I'm curious about the development of modern (post-bop-ish) jazz harmony. In Mark Levine's Jazz Theory Book, he shows how modes of the melodic minor scale can be used to form and improvise over chords with various types of alterations and functions. This would most famously include alt chords and their association with the seventh mode of the melodic minor, but also the Lydian dominant chord (fourth mode) used on a tritone sub, Lydian Augmented (third mode) subbed for a tonic chord, and playing melodic minor over a minor ii-V-i (sixth, seventh and first mode). These sounds have become closely associated with "straight-ahead" jazz as it's currently practiced. It's clear that Levine's approach was developed in hindsight from listening to (among others) Miles' and Coltrane's groups from the early sixties.

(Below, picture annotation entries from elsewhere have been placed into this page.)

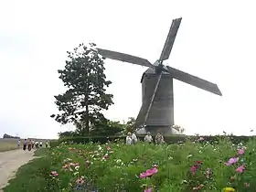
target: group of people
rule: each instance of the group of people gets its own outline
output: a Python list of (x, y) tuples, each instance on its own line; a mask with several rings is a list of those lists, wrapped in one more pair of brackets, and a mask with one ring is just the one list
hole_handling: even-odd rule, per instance
[[(18, 140), (17, 142), (17, 148), (20, 147), (20, 140)], [(46, 141), (46, 147), (48, 147), (48, 141)], [(42, 147), (43, 146), (43, 141), (34, 141), (32, 139), (25, 139), (24, 142), (23, 142), (23, 150), (26, 151), (27, 148), (28, 151), (31, 151), (31, 149), (33, 148), (39, 148), (39, 147)]]
[[(138, 141), (137, 136), (135, 133), (128, 133), (126, 136), (126, 144), (134, 144)], [(153, 136), (151, 135), (150, 132), (146, 133), (146, 135), (144, 138), (144, 141), (145, 143), (152, 144), (153, 143)], [(155, 135), (155, 144), (165, 144), (164, 136), (163, 134), (158, 131), (157, 134)]]

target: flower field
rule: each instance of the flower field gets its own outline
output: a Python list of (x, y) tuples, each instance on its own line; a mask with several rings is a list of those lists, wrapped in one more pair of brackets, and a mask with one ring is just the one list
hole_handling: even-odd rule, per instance
[(254, 140), (232, 144), (228, 139), (169, 145), (61, 144), (43, 157), (50, 162), (45, 180), (48, 191), (252, 192), (255, 146)]

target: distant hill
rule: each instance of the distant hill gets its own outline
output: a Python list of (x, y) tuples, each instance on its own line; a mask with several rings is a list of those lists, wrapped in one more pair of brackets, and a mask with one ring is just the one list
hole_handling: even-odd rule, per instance
[(3, 135), (3, 139), (20, 139), (20, 137), (19, 136), (12, 136), (12, 135), (5, 133)]

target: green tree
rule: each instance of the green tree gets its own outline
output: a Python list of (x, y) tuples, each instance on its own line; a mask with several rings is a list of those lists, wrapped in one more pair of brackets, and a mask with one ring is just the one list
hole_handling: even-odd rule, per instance
[(62, 124), (80, 124), (80, 132), (89, 135), (90, 126), (104, 119), (101, 111), (113, 104), (112, 95), (106, 93), (112, 83), (104, 74), (104, 60), (93, 43), (80, 44), (68, 53), (64, 69), (58, 70), (59, 79), (68, 88), (66, 92), (54, 96), (59, 114), (51, 117)]

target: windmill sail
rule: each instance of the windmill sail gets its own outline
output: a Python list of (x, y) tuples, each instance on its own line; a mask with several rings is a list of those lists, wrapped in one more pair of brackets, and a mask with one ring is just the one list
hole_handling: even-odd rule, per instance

It's clear though that those groups were building on techniques that had been developed during and since the development of Bebop and even earlier (I've certainly heard sharp 5s and flat 9s played all over in swing-era recordings). I'm guessing the chord alterations were being used well before the associations with particular scales. I'd also guess that the "altered scale" (seventh mode) was "discovered" first, since it can be used over both the dominant and its tritone substitution.
How did melodic minor harmony develop in jazz, and when did it start being thought of as such in jazz pedagogy?
Can anyone suggest a source that provides a detailed account of this history?